Arpit TripathiArpit TripathiLinkedIn·June 28, 2026·10 min read

NotebookLM's June 2026 upgrade gives every notebook a sandboxed cloud computer and agentic web research. What it can do, and where your data sits.

You dropped twenty PDFs into a NotebookLM notebook last month and treated it like a quiet, sealed room: your sources in, answers out, nothing leaving. As of June 8, 2026, that room has a computer in it and a door to the open web. Google shipped its largest NotebookLM update yet, giving every notebook a secure cloud computer that writes and runs code, plus an agentic mode that uses Google Search to find and add new sources on its own.

Most coverage led with speed and the eleven new output formats. The more interesting question is quieter: when a research tool gains the ability to run code and reach the internet for you, where does your context actually live, and who can touch it? The short version is that your sources stay private and Google says it does not train on them, but the trust boundary moved. It now sits inside one Google silo you cannot carry anywhere.

What actually shipped on June 8, 2026

The headline change is a sandboxed cloud computer attached to every notebook. Google describes it as a secure cloud computer that lets NotebookLM write and run code for deeper research and analysis, backed by more than 100 curated software skills. The whole product also moved to Gemini 3.5 running on a new agentic framework Google calls Antigravity, the same infrastructure it unveiled at its May 2026 developer conference. Google says the pairing produces more accurate answers and better visibility into the model's thinking process.

Google did not ship this on vibes. It reported an average win rate above 65 percent across five core evaluation dimensions against the previous version, climbing to 78.2 percent on advanced web research and source discovery and 69.9 percent on large document analysis. Take a vendor's own benchmarks with the usual salt, but the direction is clear: the gains are largest exactly where the new web-reaching agent and code runner do their work.

Two other changes matter for how data moves. First, agentic web research: NotebookLM can now guide you through building a source repository inside the chat, using Google Search to find high quality sources and add them to your notebook, with you retaining control over which ones get added. This flips the old workflow. Before, you arrived with a finished set of files. Now you can start from loose ideas and let the tool assemble the corpus around them. Second, output expanded to eleven downloadable formats generated through the studio panel, including charts and SVGs, PDFs and Word docs, CSV and JSON, Excel spreadsheets, and PowerPoint decks. The cloud computer is what makes those formats possible: generating a real xlsx or pptx means running code, not just printing text.

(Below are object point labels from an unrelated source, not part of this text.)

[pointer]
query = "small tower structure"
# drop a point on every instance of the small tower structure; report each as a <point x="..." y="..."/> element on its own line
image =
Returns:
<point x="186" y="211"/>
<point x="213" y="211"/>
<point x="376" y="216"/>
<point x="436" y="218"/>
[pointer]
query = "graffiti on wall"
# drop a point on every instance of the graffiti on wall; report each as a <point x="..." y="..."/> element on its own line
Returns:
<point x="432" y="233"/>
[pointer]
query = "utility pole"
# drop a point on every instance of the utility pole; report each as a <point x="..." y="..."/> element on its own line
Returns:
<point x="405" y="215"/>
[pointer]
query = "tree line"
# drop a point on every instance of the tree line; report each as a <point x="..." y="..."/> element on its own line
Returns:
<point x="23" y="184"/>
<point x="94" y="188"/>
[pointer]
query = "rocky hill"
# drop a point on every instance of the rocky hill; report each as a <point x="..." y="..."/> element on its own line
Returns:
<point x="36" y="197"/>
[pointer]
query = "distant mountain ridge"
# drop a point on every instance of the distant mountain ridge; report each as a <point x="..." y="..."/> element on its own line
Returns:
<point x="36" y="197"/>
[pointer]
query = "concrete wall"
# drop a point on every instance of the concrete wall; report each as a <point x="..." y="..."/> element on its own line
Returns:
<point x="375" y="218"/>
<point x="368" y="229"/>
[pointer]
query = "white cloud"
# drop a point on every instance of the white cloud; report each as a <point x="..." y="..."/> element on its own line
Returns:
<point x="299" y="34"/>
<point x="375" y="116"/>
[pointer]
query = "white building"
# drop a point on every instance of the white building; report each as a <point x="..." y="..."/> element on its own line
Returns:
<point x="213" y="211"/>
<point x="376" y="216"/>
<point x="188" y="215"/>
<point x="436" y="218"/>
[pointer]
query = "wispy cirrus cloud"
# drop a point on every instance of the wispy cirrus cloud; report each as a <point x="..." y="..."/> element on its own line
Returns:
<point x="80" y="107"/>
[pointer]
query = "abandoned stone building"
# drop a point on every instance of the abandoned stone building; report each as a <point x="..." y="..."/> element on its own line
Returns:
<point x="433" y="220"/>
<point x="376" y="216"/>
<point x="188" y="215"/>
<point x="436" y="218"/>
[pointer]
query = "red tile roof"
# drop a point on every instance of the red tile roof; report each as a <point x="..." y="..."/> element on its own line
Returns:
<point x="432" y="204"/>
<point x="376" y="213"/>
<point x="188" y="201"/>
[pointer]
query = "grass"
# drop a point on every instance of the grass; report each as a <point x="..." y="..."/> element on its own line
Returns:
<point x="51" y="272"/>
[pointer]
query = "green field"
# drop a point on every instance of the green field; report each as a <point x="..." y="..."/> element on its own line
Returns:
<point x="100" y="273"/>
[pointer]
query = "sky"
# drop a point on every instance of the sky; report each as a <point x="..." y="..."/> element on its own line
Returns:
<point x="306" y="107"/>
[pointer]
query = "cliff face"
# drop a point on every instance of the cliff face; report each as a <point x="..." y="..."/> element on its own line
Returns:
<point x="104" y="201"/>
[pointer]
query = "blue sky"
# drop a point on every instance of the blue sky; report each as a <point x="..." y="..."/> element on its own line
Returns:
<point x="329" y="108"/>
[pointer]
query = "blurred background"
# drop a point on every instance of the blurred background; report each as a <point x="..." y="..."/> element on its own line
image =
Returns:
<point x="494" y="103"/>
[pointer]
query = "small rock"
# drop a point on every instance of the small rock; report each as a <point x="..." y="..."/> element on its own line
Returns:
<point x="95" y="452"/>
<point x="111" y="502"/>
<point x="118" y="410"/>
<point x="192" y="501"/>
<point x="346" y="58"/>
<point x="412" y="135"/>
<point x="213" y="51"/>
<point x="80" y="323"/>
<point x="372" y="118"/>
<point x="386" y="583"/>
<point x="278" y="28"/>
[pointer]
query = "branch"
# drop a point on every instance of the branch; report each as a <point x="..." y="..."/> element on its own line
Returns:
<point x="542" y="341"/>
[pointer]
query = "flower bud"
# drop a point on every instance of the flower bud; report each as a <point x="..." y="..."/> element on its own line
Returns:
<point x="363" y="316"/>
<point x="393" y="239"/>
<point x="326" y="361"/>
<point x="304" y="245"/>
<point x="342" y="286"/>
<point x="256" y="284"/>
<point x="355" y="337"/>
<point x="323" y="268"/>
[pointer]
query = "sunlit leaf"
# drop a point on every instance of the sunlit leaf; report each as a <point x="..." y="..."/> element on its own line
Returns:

The rollout is not universal. Google says these features are rolling out globally on the web to users with Google AI Ultra and Workspace business customers with AI Ultra Access and AI Expanded Access. If you are on a free consumer plan, you have the old grounded chat, not the cloud computer.

Insight

A notebook used to be a sealed room. After June 8, it is a workshop with a code runner and a search engine wired in.

Why the model swap is not just a version number

The jump to Gemini 3.5 plus Antigravity is paired with the cloud computer for a reason. Google frames the combination as giving better visibility into the model's thinking, and the more than 100 curated software skills are the toolkit that thinking reaches for. In practice that means the model can decide a question needs a calculation, write the code, run it in the sandbox, and hand you a chart instead of a paragraph of estimated numbers. For data-heavy research, generated output you can check beats prose you have to trust.

The point of NotebookLM was source-grounding. That part still holds

NotebookLM was built so the model answers from the sources you upload, not from the open internet, with every claim attributed back to a passage. That design is intact. Google's June announcement reaffirms that you stay in control of the sources you add, your work stays grounded in information you trust, and all sources remain clearly attributed. The grounding is the whole value: it is why people trust a notebook over a raw chatbot for serious research.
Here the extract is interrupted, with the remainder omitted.